Fenâ Risalesi

İlahî Hitap kendisinin tercümanı olan en kutsal bir dille ‘ihlâs’ kavramını da getirmiştir. Kim ibadetini bir ‘ecr’ yani bir karşılık beklemeden ‘ihlâs’la yaparsa – ki böylece ‘hanif’ yolunu ve en yakın yolu tutmuş demektir – İlahi Emr’e uyma konusunda vefalı davranmış demektir.

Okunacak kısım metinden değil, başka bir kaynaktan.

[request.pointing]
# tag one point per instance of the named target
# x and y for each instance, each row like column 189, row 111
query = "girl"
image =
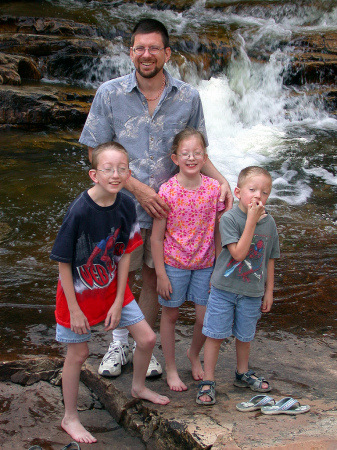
column 183, row 247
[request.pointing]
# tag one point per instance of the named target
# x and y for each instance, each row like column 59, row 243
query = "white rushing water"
column 251, row 116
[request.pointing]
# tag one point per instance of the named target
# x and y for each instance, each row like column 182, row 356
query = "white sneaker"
column 117, row 356
column 154, row 369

Böylece o şahıs ‘Ecr âlemi’ne ait biri değil de ‘Nur âlemi’ne ait biri olur. “Allah göklerin ve yerin Nurudur.”(Kur’an 24/35); “Onların hem ödülleri hem de nurları olacaktır” (Kur’an 57/19); “Nurları önlerinden ve yanlarından koşar” (Kur’an 57/12); “Nurları onlara, ‘İşte, Ben sizin Rabbinizim’ der”. Onlar da O’na tabi olurlar. Hakikat ehli yaptıkları amellerin ecrini, karşılığını yalnızca Allah’tan bekler; yaptıkları şeyler için O’ndan bir karşılık istemeleri mümkün değildir, çünkü buna vakitleri yoktur; çünkü Allah Tealâ ile öylesine meşguldürler ki başka ayıracak zamanları yoktur. Kim bundan yoksunsa, Allah'la ilgili bir paydan mahrumsa, işte o kimse kaybetmiştir. Farzların ve sünnetlerin yerin...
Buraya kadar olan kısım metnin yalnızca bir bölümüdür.